Information flow and public transparency have been enhanced, council confirmed a visionary spatial plan and council company governance has been substantially overhauled and improved.

However, we are not out of the woods by any means. Now our attention must turn to 2013. The first item on the year's agenda, in the last week of January, is a councillor workshop on next financial year's annual plan budget. Staff have been working for a month or two, examining, rationalising, economising and planning, to bring any rate rise down to below the 4% target set by the council more than a year ago.

No easy task, as costs have risen, and the range of responsibilities imposed by central government has increased with no extra funding.

However, despite the truth of the old adage: "Mind the pennies and the pounds will take care of themselves" it is not the small decisions that will determine success or failure.

Two headline issues confront the council and nearly everything else follows from those.

The first is the council's debt burden, especially the debt on the stadium. In order to give ourselves some choices in other areas we must create some headroom there. That will involve a rearrangement of council assets vis-a-vis debts.

Second is the direction of our economic development effort. We clearly need to plan long term - sustainable development is essential. But we also need runs (and jobs) on the board ASAP.

Essential to both debt management and economic development is a far more rigorous, businesslike approach to weighing options and making decisions than has been displayed in previous years by either the council or its companies. We can no longer afford to "spend and hope", blithely ignore clear economic signals or believe our city can buck the trends, and evidence, commanding the attention of the rest of the world.

The stadium's recently reported financial challenges focus on operational profitability. The real challenge however is debt, because debt has to be serviced and repaid regardless of operational profit.

The council borrowed $146.6 million to build the stadium. The project's promoters projected various funding streams to service that debt.

Profits from the council-owned companies.

Payments over 10 years for corporate boxes and seats (private-sector funding).

Stadium operating profits.

Ratepayer contributions (the famous $66 per annum).

Without exception, those cash streams were planned on a "best-case-scenario basis": not sound business practice in any environment and plainly rash in the face of an impending global financial crisis.

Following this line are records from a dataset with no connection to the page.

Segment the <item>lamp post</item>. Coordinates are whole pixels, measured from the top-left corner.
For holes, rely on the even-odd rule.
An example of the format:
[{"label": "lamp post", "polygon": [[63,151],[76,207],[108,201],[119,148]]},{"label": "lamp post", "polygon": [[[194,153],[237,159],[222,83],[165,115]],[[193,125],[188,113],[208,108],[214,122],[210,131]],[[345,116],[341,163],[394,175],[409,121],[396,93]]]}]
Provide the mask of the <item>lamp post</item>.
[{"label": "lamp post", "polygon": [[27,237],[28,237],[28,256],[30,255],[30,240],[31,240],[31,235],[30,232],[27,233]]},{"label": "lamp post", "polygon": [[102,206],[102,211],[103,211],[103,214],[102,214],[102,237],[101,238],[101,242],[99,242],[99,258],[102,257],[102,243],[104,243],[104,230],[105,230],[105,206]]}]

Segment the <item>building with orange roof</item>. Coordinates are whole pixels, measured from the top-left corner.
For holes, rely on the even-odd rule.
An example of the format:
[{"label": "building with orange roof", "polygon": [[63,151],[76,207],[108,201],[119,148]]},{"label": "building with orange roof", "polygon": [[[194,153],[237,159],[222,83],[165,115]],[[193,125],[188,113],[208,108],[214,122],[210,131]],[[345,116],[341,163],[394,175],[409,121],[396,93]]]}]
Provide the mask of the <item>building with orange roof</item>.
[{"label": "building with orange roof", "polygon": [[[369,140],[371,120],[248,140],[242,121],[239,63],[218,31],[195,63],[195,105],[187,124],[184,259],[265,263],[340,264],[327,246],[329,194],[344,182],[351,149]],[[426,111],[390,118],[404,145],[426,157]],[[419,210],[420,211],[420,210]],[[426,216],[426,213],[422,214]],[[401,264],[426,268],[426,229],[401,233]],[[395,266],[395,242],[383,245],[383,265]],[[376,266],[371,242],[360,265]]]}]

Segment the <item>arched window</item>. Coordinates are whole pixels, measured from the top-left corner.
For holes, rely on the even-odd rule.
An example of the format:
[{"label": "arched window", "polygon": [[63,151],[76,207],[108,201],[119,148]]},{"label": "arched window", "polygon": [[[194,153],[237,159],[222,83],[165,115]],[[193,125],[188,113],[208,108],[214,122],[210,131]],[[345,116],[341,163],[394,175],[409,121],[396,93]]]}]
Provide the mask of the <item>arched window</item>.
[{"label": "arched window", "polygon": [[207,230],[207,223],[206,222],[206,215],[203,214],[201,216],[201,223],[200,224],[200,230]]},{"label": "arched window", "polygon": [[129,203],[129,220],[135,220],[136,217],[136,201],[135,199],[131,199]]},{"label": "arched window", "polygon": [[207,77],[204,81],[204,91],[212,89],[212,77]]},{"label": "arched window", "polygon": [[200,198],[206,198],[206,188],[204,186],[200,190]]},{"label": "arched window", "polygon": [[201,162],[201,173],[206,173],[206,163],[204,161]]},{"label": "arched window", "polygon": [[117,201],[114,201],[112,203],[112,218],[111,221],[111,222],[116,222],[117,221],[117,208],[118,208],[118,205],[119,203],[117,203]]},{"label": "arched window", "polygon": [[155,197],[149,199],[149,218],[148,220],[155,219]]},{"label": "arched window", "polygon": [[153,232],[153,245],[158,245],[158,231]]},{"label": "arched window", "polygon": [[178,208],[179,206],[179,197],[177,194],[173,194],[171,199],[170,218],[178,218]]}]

None of the funding streams has performed as planned.

Council-owned company dividends are some 30% lower than promised and while stadium debt servicing has been maintained, the shortfall is at the expense of ratepayers who would otherwise be the beneficiaries of company profits. The so-called "private sector funding" treats operational revenue as capital. It is not guaranteed and is dependent on Super 15 and ITM cup rugby games continuing at the stadium. These difficulties were predicted less than four years ago, showing that those projected funding streams were wishful and lacking rigorous business analysis.

Where are we now?

About $12 million a year is required to service and repay the debt over a 23-year period. That has to be found at a time when the council is determined to limit rate increases in the next two years to 4% and 3% respectively.

It is clear while the city has to service that amount of debt, there will be little room for further development expenditure in the city. Yet we know there are projects that must go ahead if the city is not to slip backwards and stagnate in a challenging global environment: challenging both financially and environmentally.

They include implementing the economic development strategy to create more jobs, development of the warehouse district to save and enhance the inner-city environment, addressing Dunedin's housing issues, and grasping the tourist opportunities of connected cycleways.

Our economic development strategy must take account of recent experience and research around the world. Climate change and energy depletion are confronting every nation, some horrendously. Simultaneously, they are providing unprecedented economic opportunities in the renewable energy and "smart technology" fields. While other economic possibilities like oil and gas exploitation support are clearly on offer in the future, these opportunities, and the jobs they could create, are within a year or two's reach.

So in the context of our upcoming annual plan budget, what imperatives does the council face now if it is to meet these challenges and grasp the opportunities?

First, the amount of dead weight debt on the stadium must be reduced.

The council's operations must be made as cost-efficient as possible. That process is already successfully under way, with more than $12 million saved last year.

The council must be able to say "no" to non-essential spending demands. The opportunities and imperatives that a rapidly changing global environment present us must be grasped.

The council must leave behind the former "borrow and hope" and "spend up, the surplus will cover it" attitudes. Finally, and most importantly, the council must rigorously analyse long-term implications in a businesslike manner before making long-term decisions. Ill-conceived spending based on wishful thinking has a habit of coming back to bite us, and future generations.